The Facts about Leaseback Schemes

Leaseback France gives you the straight facts about  “leaseback” schemes. A lot of websites have exploded onto the internet recently selling ‘leaseback’ properties in France. We want to clear up some of the misinformation that is being spread about, so here are some straight facts about ‘Leaseback’ in France.

Let’s start with what they say……

Statement: “The French government gives you 19.6 percent off the price of the property…”
Fact: NO, the French government gives you nothing on leaseback sales. The VAT tax incentive is a real discount off the market value of the property giving a VAT refund on the whole property from the French government. The current rate of VAT on all new property is 19.6%.(this refund represents a 16.4% discount of the market value normal selling price)” See above + on refurbishment leasebacks the rate of TVA is 5.5% and is applicable only to the percentage of the price that represents refurbishment.

Statement: “You choose the weeks you want to use yourself and….."
Fact: NO

Statement: “At the end of the lease period, the property will be returned to the owner in perfect condition., ……..”
Fact: NO

Statement: “The return is linked to the cost of living index……..”
Fact: NO

Statement:"Your property is fully managed and serviced by the property company who lease from you and you have no further costs or charges for the period of the leaseback……..”
Fact: NO

Now the straight facts….

The Principle of Leaseback

The leaseback scheme works on the principle that you buy freehold a property, be it an apartment, a chalet a cabin or a house. This you furnish and lease to either the developer or an accredited property management firm for a fixed number of years,  9, 10 or 11 are popular choices. This is a commercial lease*, which has certain repercussions in French law.

The furniture is usually sold to you in the form of a predefined furniture pack.

The management firm sublets the properties on a short term basis, offering other services such as cleaning and breakfasts that qualify  the letting business as being like hotel letting, hence making the rents charged by the management firm  subject to TVA (purchase tax).

The French government agrees in these cases to offset the TVA payable on the purchase of the  property  against that charged to the short let customers of the rental management firm. In most cases you pay the TVA on purchase and receive it back from the government within 5 months of  the purchase, in some cases the developer advances the TVA against the reimbursement by the buyer on the day he receives the money from the government.

If the property is new build (as in most cases) the TVA is 19.6%, if it is a refurbished property there is TVA of  5.5 % on the part of the price that represents refurbishment works.

The number of years needed to offset the total TVA  vary according to the price of the property, the rental, no of weeks per year rented out etc. This is usually 20 years.

Some schemes offer no guaranteed annual return and, except for a minimum 4 weeks that qualify the deal for offset TVA, the property is available for the owner’s use. Other schemes offer choices with returns varying according to how many weeks the owner takes for his own use - usually a minimum of 0 and a maximum of 6. The lease that the management firm and the buyer sign defines the periods during which the owner may choose his weeks and the length of notice that must be given., it also defines who pays what in terms of shared facilities charges, services etc.

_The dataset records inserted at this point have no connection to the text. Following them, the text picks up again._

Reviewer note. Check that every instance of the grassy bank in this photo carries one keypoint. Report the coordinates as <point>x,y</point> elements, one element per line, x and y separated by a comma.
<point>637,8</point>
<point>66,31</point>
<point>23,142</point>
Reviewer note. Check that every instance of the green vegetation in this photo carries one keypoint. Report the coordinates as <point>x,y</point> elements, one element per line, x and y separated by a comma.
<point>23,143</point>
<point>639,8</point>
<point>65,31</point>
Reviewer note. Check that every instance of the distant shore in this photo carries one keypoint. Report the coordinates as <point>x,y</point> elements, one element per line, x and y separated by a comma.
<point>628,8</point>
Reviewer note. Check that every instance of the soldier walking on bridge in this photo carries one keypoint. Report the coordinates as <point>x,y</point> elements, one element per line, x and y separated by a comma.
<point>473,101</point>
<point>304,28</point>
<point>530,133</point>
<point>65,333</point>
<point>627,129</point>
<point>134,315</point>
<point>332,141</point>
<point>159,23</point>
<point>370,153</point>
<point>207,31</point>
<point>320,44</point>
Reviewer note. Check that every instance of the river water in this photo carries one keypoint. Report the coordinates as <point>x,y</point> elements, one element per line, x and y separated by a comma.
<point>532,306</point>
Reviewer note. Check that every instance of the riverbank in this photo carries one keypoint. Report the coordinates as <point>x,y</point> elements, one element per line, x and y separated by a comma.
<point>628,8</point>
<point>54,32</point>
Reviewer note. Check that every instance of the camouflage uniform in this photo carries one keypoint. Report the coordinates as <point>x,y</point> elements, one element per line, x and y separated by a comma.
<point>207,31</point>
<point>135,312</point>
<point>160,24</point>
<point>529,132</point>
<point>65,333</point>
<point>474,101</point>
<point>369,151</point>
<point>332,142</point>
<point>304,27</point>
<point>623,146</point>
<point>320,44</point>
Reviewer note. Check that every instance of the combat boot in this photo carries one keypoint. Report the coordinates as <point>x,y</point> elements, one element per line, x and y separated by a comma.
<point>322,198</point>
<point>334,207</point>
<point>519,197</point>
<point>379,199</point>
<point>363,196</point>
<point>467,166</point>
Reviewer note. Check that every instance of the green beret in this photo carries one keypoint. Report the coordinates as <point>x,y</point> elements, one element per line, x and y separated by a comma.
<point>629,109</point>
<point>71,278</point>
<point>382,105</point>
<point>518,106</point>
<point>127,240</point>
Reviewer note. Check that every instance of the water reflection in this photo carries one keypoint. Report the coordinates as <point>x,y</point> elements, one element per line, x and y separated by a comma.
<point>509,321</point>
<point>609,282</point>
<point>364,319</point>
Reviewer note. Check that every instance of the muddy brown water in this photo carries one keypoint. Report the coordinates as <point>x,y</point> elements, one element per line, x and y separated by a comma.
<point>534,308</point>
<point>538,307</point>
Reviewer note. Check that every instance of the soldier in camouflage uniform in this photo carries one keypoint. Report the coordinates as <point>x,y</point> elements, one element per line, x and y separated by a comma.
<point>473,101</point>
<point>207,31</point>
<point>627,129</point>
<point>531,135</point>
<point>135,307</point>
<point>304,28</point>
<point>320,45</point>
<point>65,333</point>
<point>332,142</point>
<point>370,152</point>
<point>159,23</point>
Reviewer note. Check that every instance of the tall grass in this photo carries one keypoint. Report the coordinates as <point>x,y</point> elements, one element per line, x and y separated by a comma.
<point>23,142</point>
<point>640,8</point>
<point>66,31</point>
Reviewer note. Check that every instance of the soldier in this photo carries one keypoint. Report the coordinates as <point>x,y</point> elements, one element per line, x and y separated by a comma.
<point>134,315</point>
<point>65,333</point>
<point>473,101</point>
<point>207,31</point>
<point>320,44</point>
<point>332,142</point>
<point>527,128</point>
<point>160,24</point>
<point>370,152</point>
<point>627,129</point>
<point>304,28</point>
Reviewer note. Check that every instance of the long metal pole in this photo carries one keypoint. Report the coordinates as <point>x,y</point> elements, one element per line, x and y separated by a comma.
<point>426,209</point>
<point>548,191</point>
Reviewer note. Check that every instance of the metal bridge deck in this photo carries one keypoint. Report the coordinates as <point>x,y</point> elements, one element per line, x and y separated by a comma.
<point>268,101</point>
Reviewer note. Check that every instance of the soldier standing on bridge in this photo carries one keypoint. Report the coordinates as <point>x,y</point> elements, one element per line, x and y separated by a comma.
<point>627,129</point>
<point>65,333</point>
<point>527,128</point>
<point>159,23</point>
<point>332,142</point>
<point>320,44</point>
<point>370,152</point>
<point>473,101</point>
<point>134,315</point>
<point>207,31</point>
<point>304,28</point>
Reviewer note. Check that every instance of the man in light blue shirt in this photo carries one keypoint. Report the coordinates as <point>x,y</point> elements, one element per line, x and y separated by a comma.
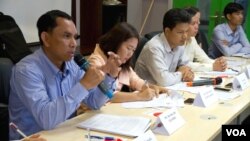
<point>229,38</point>
<point>47,87</point>
<point>160,61</point>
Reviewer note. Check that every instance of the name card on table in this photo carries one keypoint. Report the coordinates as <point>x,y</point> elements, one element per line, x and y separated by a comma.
<point>240,82</point>
<point>205,97</point>
<point>248,71</point>
<point>168,122</point>
<point>147,136</point>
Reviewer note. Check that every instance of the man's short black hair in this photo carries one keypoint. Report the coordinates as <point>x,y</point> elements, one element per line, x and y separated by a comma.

Percentage changes in the annual returns are usually index linked to the INSEE Index of Construction Costs.

From end December to end December
1995
1996
1997
1998
1999
2000
2001
2002
Annual % change INSEE Construction Index
- 0.05
+ 1.77
+ 2.39
+ 0.12
+1.01
+2.38
+3.57
+2.53

The buyer is responsible for the annual taxe foncier (buildings tax), often a portion of the shared facilities costs depending on the amount of weeks that you use the property and any building or repair costs that fall outside the guarantees of the builder and the responsibilities of the management company as defined in the rental and sales contracts.

As you are being paid  rent  on a French property, you need to fill in an  annual French tax return. How ever assuming that you have used a mortgage to finance the property there is usually no tax payable.

The tax return form is very simple and some of our developers offer the first year’s returns filled in and filed by an accountant free of charge, you can then copy this for the following years or employ an accountant to do this for you. We can recommend English speaking accountants to do your returns if you like.

You have bought freehold and hence are free to sell at any time. Any TVA outstanding must be paid and on the sale of the property, gains in value are subject to capital gains tax..  There are various allowances, depending on the number of spouses and children that you have and the number of years that you have owned the property. After 22 years of ownership there is no capital gains tax to pay.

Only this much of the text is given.